ShinyHunters Hack 10 Million Dating Profiles – Your Swipes Are Now Ransomware Bait[1]
Hackers from the notorious ShinyHunters group just claimed they breached Match Group, the powerhouse behind Tinder, Hinge, and OkCupid, exposing 10 million user records in early 2026.[1] They snagged user data, internal docs, transaction details, and IP addresses, turning romantic matches into a cybercriminal goldmine.[1]
Diving into the tech: This wasn’t some zero-day magic – it was a classic social engineering hit via voice phishing, tricking insiders into handing over access.[1] ShinyHunters, fresh off their Crunchbase raid with 2 million records stolen through similar tactics, are on a tear, proving voice phishing bypasses even MFA if your team’s not drilled on it.[1]

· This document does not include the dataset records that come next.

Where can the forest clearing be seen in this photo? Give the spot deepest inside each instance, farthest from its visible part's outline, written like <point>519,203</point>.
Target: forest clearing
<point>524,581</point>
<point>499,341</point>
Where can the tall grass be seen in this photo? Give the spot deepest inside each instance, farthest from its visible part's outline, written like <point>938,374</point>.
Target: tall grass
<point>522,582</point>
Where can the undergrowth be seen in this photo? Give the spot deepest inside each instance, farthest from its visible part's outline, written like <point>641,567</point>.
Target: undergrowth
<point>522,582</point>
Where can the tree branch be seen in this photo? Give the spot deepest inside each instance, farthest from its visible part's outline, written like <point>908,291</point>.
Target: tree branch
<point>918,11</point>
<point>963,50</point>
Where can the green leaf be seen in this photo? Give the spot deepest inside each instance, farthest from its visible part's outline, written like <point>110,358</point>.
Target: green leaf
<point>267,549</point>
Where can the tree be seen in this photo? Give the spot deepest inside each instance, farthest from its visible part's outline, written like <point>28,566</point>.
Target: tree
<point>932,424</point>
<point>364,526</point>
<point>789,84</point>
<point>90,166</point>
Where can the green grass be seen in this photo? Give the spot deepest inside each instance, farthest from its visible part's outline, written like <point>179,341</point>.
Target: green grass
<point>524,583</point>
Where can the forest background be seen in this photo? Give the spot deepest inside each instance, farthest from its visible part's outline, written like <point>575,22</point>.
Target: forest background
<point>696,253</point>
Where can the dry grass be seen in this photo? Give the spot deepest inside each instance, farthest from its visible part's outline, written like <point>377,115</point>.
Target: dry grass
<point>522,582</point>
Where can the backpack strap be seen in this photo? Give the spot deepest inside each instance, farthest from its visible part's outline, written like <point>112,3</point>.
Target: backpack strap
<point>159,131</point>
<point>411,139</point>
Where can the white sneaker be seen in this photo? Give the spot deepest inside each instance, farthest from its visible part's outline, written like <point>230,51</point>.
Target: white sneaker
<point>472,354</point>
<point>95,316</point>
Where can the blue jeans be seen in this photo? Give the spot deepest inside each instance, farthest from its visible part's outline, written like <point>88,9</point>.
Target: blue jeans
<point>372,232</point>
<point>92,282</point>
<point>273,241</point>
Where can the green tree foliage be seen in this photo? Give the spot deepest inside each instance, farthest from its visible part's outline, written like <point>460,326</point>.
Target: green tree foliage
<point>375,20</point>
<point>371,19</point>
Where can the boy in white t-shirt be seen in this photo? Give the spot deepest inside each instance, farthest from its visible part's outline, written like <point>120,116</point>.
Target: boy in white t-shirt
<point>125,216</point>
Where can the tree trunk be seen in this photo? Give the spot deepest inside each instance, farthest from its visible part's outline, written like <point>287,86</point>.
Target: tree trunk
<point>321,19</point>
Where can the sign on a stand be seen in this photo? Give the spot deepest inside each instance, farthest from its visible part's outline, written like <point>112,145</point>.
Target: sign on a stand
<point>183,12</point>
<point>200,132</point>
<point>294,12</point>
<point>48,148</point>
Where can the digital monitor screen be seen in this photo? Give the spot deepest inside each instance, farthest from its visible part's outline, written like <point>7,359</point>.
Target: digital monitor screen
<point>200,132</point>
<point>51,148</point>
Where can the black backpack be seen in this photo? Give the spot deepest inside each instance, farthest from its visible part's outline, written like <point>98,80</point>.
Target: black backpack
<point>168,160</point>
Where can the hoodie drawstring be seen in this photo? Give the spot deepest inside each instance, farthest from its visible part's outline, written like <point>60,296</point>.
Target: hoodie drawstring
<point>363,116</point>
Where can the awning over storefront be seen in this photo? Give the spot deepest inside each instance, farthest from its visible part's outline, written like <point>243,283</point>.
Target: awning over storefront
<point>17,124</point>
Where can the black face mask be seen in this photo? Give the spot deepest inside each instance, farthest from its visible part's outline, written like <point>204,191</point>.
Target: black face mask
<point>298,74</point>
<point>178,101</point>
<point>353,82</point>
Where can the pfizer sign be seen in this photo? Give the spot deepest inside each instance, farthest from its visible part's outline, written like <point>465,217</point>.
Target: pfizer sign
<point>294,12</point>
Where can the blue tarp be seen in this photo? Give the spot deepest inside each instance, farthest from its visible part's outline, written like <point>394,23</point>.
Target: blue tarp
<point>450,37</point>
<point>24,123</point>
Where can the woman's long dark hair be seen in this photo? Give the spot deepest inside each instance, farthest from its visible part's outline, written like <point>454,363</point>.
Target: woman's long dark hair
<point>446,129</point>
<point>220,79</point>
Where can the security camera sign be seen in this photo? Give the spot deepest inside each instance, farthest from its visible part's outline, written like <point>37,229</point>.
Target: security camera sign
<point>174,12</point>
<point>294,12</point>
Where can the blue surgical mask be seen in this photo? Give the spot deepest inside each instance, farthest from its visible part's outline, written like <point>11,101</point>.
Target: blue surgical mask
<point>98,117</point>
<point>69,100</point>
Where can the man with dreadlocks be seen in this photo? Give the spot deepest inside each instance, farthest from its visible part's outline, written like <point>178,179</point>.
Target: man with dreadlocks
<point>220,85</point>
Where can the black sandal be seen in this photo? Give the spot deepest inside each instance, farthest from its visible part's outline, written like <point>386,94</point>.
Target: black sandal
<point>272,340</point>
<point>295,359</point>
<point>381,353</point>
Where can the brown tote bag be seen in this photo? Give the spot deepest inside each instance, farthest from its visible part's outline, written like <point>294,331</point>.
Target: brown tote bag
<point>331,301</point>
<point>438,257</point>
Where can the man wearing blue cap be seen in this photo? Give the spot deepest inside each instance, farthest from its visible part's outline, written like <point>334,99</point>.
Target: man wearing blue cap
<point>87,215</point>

So what? Devs and sec teams, this screams third-party risks and phishing fatigue – if dating apps with millions of users can’t lock down employee awareness, your stack’s next. Rushed cloud configs and weak IAM let this scale; patch your training gaps now or watch your users’ data hit dark web auctions.[2]
My take: Enough with the “unstoppable attacks” BS – this was preventable with basic awareness drills. Time to treat phishing sims like code reviews, or keep feeding the hackers.[2]